研究者によると、いまのような初詣は明治時代以降の習慣だという。国立歴史民俗博物館教授の新谷尚紀さんは、日本古来の正月について「元日は家族そろって家にこもり、年神(歳徳神)がやって来るのを静かに待つのが習わしだった」と説明する。年神とは一年の幸福を年初にもたらす福の神だ。こうした正月の習わしが初詣に変化する過程で、三つのポイントがあった。
最初は江戸時代後期の19世紀。年神のいる方角を「恵方」といい、毎年変わる。その年の恵方にある寺社に参拝する「恵方参り」が、町の庶民の間で流行し始めた。

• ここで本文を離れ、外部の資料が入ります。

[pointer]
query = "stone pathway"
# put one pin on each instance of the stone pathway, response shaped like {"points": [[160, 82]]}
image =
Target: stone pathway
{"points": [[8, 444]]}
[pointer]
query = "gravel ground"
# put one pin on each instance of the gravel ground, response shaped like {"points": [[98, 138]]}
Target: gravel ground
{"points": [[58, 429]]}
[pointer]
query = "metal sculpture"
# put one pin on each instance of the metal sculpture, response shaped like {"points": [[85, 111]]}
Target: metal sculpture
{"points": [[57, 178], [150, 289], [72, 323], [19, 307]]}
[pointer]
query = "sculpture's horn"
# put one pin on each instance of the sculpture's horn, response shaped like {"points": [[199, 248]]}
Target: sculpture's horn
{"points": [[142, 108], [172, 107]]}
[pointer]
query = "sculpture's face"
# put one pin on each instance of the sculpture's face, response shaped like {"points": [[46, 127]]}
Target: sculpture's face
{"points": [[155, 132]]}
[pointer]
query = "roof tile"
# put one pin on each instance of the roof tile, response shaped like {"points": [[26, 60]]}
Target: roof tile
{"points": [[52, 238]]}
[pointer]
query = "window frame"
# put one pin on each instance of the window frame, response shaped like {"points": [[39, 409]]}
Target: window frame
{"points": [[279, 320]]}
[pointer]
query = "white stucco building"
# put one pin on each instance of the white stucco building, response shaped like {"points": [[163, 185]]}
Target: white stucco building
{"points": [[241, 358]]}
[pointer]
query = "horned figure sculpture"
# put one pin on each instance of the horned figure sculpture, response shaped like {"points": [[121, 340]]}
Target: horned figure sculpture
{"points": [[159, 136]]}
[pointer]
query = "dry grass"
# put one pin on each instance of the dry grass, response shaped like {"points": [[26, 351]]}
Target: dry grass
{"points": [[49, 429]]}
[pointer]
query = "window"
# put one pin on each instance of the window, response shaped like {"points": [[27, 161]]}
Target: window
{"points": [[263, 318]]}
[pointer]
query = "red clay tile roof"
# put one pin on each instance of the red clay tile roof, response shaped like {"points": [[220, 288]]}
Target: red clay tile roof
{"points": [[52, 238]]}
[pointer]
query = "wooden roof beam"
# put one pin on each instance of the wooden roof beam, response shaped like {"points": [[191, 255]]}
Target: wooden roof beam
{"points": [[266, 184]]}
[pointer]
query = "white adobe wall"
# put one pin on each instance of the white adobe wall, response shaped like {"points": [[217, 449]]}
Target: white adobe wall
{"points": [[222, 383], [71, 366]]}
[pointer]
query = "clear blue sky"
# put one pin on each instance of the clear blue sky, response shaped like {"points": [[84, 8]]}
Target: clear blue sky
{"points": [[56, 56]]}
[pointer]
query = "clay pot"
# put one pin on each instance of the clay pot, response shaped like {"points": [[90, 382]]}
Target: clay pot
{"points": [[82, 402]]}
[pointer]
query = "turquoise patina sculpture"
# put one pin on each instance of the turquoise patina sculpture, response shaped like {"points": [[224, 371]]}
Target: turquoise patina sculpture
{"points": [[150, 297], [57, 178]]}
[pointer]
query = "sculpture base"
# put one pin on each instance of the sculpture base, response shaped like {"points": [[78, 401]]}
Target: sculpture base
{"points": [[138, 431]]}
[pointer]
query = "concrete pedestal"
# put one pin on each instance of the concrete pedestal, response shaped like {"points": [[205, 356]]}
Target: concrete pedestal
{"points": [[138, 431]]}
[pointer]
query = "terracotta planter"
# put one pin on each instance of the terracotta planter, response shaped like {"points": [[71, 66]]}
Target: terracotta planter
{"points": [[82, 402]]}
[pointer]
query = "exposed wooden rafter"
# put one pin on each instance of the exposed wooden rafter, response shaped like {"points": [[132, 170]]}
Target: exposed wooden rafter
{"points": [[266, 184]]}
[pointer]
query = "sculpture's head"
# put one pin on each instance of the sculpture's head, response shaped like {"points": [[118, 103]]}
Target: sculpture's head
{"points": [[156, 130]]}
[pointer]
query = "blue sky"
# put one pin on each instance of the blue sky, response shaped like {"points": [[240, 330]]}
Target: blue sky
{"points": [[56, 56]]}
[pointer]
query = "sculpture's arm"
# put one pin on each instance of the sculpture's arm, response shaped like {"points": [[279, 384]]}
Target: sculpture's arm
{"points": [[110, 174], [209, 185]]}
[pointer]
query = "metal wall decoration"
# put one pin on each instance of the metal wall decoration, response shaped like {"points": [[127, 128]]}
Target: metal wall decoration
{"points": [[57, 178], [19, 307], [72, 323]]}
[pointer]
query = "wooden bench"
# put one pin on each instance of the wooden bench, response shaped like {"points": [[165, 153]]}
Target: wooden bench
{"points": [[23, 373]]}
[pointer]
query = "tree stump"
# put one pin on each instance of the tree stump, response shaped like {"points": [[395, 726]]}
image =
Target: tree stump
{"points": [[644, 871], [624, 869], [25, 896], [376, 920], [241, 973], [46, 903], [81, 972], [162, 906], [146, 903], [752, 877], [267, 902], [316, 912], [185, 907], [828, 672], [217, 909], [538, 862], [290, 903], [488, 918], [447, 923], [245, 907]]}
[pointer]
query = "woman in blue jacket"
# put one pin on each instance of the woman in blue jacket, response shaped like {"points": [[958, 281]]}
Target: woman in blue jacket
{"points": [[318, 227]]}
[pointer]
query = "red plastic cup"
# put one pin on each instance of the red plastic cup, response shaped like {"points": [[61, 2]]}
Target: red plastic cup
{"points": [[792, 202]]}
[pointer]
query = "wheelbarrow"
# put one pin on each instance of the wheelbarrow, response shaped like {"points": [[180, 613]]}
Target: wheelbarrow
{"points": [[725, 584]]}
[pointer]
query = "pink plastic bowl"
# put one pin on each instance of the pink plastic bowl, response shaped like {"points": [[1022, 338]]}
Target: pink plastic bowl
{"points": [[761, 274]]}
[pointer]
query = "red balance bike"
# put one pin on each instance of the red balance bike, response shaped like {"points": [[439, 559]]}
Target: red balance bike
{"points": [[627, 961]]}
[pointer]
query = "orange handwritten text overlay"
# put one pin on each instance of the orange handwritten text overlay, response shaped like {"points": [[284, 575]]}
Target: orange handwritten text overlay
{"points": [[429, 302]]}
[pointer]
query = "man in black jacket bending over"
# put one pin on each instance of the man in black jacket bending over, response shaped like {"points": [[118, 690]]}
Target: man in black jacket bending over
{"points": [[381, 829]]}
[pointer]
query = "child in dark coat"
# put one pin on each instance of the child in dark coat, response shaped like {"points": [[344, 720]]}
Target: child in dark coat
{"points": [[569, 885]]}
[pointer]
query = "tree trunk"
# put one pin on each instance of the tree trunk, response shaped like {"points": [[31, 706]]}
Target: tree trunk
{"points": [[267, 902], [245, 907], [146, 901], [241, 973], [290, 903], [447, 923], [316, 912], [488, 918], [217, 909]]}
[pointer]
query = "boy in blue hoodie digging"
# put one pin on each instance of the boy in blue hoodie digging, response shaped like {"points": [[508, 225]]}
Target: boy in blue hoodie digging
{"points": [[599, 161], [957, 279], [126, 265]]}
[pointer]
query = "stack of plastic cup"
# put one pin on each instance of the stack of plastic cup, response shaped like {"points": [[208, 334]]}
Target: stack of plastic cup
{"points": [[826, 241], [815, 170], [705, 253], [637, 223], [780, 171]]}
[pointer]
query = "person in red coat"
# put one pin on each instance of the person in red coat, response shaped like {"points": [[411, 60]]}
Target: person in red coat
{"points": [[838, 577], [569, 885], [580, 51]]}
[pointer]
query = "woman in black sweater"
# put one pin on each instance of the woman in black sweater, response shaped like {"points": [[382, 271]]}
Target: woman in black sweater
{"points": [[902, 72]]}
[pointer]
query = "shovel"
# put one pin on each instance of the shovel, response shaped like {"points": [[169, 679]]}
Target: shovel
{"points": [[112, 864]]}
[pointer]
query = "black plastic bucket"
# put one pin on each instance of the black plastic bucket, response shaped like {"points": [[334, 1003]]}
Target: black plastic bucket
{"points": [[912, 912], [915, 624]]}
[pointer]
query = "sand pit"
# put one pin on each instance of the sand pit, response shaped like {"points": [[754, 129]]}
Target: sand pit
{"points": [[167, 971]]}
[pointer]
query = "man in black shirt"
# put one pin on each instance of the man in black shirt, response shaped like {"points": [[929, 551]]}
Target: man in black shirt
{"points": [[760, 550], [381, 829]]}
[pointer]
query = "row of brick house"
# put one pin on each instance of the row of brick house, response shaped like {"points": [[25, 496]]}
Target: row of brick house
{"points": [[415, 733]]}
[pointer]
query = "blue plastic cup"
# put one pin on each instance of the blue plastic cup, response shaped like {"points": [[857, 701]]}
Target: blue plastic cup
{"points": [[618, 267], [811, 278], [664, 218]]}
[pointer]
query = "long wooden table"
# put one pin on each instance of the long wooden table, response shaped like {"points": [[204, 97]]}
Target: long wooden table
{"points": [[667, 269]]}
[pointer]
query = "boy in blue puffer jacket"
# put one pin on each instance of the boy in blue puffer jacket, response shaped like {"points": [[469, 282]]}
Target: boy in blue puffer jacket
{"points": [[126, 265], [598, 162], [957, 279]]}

興味深いことに、年神様をお迎えするしきたりがESEさん(青森県在住)の記事で紹介されています。
正月飾り、青森のしきたり? : 青森からこんにちは
江戸期までは、家の中で静かに年神(歳徳神)をお迎えする習わしや、恵方にある寺社に参拝する「恵方参り」が一般的でした。
明治以降になぜ「初詣」が行事になったのか。これは新政府が行った神道改革が大きな影響を与えているようです。詳しく論じる時間も能力もないので、http://kousyoublog.jp/?eid=1340に書かれている分析を紹介しておきたいと思います。

つまり、恵方詣では明治期にブームが収束しつつあり、比較的氏神詣でをせず行きたいところに行く風潮が少しづつ醸成されていた。そこに鉄道という流通と人の移動を飛躍的に向上させる産業変化と、明治維新という価値観の変化という社会構造の変化の中で、鉄道会社が恵方なんて気にせず元日は好きな神社仏閣に参拝しようというPRを打ち出した。

都市への人口移動による「氏神」不在層の出現、神道改革による恵方詣での衰退、交通網の発達など様々な要因が重なって、「初詣」という行事が人口に膾炙したようです。